Example peer list as seen on http://localhost:8080/peers:
(connected) 75.189.201.141:8333   2015-09-17 13:10:48.073832944 -0500 CDT Q(1000)
(connected) 73.162.143.196:8333   2015-09-17 13:10:42.964351941 -0500 CDT Q(1000)
(connected) 79.98.137.63:8333   2015-09-17 13:10:47.438899944 -0500 CDT Q(1000)
(spare)     52.11.33.24:8333   2015-09-17 13:10:32.825600001 -0500 CDT Q(800)
(pending)   50.147.76.86:8333   2015-09-17 13:10:32.825595045 -0500 CDT Q(800)
(spare)     69.143.149.38:8333   2015-09-17 13:10:32.825507889 -0500 CDT Q(800)
(pending)   24.52.35.44:8333   2015-09-17 13:10:32.695354838 -0500 CDT Q(800)
(spare)     54.153.97.109:8333   2015-09-17 13:10:32.825616717 -0500 CDT Q(800)
(spare)     25.96.107.191:8333   2015-09-17 11:08:03 -0500 CDT Q(678)
[...]
(spare)     71.93.135.167:8333   2015-09-17 05:02:53 -0500 CDT Q(313)
(spare)     155.133.19.109:8333   2015-09-17 05:00:28 -0500 CDT Q(310)
(failed)    50.177.196.160:8333, failed at 2015-09-17 13:10:43.100961354 -0500 CDT Q(300)
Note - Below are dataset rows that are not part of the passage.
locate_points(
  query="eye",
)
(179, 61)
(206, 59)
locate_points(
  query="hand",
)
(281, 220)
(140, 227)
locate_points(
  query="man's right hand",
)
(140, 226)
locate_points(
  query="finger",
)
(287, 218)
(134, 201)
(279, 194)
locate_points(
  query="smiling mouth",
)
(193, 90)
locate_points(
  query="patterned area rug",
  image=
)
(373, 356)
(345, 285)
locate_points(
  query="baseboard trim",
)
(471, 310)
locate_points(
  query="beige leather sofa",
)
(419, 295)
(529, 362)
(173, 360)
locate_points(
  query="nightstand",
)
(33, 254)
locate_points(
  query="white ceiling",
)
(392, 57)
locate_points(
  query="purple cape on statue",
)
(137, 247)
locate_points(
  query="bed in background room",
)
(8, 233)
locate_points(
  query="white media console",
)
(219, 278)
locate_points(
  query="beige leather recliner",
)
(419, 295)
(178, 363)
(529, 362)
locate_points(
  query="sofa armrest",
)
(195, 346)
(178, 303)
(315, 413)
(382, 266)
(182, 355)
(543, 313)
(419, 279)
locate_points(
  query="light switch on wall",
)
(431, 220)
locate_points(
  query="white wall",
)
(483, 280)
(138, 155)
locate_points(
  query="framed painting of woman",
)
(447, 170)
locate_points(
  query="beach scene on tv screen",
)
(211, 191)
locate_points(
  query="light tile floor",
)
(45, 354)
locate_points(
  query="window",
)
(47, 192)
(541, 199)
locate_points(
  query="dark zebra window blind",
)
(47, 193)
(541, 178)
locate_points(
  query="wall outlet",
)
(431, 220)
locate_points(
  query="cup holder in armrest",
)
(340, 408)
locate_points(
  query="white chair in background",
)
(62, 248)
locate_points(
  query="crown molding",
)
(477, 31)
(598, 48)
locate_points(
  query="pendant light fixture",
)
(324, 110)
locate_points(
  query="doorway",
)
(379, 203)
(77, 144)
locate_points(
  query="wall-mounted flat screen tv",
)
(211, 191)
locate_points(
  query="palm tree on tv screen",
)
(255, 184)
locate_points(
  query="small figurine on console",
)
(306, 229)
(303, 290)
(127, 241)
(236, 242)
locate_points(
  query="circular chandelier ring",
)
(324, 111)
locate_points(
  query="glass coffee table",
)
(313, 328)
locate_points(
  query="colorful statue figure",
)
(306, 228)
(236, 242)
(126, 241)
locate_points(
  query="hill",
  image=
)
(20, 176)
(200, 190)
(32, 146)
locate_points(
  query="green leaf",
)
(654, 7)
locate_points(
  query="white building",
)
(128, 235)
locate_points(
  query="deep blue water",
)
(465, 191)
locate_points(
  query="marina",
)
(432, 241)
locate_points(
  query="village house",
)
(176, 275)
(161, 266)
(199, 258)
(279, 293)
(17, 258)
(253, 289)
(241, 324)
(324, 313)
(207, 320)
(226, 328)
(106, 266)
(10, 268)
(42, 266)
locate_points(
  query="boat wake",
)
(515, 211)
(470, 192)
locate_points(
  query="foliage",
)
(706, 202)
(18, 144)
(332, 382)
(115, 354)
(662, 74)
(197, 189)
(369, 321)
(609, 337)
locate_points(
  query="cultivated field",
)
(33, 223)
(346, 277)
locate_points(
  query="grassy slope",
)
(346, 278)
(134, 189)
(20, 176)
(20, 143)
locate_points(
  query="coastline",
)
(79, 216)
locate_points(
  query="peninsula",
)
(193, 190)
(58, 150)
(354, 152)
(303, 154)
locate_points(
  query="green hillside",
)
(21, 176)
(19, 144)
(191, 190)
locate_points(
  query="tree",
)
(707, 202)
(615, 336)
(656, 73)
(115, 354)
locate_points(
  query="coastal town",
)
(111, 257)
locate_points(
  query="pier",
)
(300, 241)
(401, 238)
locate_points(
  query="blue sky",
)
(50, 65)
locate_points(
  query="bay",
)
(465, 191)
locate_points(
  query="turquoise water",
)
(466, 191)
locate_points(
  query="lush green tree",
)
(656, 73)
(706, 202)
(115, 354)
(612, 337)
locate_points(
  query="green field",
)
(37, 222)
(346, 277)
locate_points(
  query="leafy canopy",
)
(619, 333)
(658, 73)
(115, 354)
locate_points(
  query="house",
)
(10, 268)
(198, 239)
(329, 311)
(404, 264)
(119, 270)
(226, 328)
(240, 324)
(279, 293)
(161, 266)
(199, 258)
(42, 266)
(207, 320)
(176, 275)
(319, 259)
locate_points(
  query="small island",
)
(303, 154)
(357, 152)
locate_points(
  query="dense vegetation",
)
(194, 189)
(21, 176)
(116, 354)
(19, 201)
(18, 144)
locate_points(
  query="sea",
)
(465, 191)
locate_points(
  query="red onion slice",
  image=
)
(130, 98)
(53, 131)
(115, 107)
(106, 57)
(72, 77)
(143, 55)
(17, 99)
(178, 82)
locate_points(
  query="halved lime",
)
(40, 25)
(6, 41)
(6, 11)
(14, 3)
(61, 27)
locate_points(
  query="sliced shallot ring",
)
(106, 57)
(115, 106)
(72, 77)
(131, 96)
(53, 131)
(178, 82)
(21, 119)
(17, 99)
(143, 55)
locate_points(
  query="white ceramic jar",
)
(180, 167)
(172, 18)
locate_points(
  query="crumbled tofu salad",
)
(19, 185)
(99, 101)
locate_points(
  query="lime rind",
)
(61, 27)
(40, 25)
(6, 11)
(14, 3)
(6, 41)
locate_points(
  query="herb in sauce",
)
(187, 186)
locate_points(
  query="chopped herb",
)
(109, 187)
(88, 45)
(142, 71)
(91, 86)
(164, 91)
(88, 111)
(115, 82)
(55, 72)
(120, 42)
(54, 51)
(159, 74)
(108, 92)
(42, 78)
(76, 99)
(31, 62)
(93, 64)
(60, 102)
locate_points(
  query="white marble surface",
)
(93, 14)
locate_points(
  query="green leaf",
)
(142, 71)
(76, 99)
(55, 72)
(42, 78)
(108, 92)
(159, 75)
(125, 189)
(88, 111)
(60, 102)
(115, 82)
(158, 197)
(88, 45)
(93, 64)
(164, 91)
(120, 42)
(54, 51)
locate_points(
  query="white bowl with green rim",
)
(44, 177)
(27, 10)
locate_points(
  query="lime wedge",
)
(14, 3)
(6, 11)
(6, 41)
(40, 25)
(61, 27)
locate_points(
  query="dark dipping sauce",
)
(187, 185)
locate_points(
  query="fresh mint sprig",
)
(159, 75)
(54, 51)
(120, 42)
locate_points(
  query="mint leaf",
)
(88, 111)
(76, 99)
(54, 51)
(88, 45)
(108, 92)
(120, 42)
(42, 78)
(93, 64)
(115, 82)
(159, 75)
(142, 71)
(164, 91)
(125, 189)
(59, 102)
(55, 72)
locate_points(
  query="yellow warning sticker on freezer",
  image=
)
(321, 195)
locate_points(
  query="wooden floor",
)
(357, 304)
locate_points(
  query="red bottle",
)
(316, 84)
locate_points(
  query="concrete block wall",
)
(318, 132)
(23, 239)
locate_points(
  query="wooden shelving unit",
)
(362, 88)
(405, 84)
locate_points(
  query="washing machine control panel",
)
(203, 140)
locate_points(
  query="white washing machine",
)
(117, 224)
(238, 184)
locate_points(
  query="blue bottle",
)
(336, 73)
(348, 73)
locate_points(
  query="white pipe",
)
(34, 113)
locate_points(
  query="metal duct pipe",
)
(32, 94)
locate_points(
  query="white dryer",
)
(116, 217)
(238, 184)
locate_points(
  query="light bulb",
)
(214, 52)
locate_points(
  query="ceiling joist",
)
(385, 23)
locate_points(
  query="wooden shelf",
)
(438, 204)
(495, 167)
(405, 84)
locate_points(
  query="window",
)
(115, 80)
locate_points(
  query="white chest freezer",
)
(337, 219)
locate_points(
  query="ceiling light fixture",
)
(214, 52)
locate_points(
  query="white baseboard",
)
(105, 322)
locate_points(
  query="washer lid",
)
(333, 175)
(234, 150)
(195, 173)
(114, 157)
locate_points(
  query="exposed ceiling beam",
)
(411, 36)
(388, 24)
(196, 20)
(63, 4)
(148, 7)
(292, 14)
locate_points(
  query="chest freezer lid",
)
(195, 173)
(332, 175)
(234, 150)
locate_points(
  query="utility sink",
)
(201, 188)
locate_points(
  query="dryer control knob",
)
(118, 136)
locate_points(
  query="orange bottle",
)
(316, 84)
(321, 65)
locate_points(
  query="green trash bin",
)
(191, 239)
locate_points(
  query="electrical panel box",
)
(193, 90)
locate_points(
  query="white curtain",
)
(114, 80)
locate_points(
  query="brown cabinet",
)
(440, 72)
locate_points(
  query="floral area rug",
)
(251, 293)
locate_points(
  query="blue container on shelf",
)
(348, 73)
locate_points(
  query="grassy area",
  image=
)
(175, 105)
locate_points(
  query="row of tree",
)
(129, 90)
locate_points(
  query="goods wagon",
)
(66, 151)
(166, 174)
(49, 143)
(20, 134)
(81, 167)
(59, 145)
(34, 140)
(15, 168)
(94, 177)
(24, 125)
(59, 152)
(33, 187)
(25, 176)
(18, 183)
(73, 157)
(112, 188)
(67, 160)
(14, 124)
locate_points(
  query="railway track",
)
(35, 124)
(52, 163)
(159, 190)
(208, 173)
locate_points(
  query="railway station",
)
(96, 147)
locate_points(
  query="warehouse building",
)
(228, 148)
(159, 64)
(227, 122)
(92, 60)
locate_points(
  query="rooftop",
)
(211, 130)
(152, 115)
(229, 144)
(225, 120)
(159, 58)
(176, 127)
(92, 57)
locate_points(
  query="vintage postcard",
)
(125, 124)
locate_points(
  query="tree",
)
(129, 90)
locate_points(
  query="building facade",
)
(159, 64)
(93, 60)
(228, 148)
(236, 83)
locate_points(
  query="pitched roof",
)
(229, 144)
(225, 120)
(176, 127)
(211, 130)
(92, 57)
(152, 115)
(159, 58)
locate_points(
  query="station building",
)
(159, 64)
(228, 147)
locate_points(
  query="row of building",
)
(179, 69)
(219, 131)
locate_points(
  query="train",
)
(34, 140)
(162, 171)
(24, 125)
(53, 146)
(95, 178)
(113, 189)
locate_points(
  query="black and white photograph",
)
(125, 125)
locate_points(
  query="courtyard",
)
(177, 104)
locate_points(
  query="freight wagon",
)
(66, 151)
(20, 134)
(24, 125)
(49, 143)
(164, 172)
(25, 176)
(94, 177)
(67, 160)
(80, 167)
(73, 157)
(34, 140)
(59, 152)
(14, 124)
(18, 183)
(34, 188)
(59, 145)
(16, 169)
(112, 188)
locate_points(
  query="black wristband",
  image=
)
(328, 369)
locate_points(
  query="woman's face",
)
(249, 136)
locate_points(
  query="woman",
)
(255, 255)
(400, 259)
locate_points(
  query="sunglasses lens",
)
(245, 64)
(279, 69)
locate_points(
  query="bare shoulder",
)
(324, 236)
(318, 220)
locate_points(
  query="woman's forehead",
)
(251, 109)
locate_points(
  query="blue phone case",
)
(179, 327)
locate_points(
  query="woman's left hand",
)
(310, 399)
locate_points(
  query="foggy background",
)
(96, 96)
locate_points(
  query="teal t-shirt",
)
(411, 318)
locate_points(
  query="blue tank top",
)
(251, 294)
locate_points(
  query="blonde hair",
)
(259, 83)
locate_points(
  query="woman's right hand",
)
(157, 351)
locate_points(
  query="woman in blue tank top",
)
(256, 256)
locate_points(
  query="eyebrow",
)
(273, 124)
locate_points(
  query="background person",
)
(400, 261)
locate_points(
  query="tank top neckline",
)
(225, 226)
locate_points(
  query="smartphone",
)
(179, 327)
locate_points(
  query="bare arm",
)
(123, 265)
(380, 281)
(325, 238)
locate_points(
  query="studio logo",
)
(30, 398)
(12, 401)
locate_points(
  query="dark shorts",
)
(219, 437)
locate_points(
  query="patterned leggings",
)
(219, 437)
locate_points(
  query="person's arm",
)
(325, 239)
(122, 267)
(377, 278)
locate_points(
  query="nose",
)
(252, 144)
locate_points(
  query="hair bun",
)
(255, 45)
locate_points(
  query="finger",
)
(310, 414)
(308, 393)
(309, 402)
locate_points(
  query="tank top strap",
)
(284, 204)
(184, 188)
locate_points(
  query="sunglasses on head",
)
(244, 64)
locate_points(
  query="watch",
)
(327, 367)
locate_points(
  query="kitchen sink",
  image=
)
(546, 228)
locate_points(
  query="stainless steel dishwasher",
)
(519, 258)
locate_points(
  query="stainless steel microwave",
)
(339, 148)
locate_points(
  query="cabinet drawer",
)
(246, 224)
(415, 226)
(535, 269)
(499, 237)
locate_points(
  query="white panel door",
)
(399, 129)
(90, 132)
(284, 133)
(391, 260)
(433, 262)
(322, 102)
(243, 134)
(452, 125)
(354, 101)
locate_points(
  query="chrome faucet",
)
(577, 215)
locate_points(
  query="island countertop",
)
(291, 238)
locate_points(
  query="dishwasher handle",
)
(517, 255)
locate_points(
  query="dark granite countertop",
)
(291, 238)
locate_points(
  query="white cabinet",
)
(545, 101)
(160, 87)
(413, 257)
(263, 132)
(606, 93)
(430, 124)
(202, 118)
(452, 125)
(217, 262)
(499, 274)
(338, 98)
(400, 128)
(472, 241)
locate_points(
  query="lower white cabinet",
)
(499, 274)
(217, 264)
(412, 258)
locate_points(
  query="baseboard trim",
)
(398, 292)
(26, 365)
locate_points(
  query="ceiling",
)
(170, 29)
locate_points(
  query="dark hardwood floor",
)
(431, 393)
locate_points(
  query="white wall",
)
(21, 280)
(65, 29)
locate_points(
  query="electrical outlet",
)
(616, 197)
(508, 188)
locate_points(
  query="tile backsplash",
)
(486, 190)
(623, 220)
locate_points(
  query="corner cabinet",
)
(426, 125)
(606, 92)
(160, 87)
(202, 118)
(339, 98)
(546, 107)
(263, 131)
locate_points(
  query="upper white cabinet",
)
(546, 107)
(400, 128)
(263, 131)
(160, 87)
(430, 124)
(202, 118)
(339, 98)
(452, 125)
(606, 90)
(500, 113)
(failed)    173.69.49.106:8333, failed at 2015-09-17 13:10:42.699932334 -0500 CDT Q(300)
(failed)    198.38.93.227:8333, failed at 2015-09-17 13:10:42.700074666 -0500 CDT Q(300)
(spare)     68.238.62.169:8333   2015-09-17 04:49:01 -0500 CDT Q(299)
(spare)     72.241.129.31:8333   2015-09-15 16:09:59 -0500 CDT Q(0)
(spare)     84.104.142.12:8333   2015-09-09 23:23:42 -0500 CDT Q(0)
(spare)     87.220.72.124:8333   2015-08-20 08:24:59 -0500 CDT Q(0)

The application contains a simple In the example above there are 3 established connections, with 2 more pending. 3 nodes have had recent failures and are ranked lower because of this, while the rest are spares, ranked by the time of the last known activity from them (as seen by us, or as communicated by a peer in an addr message).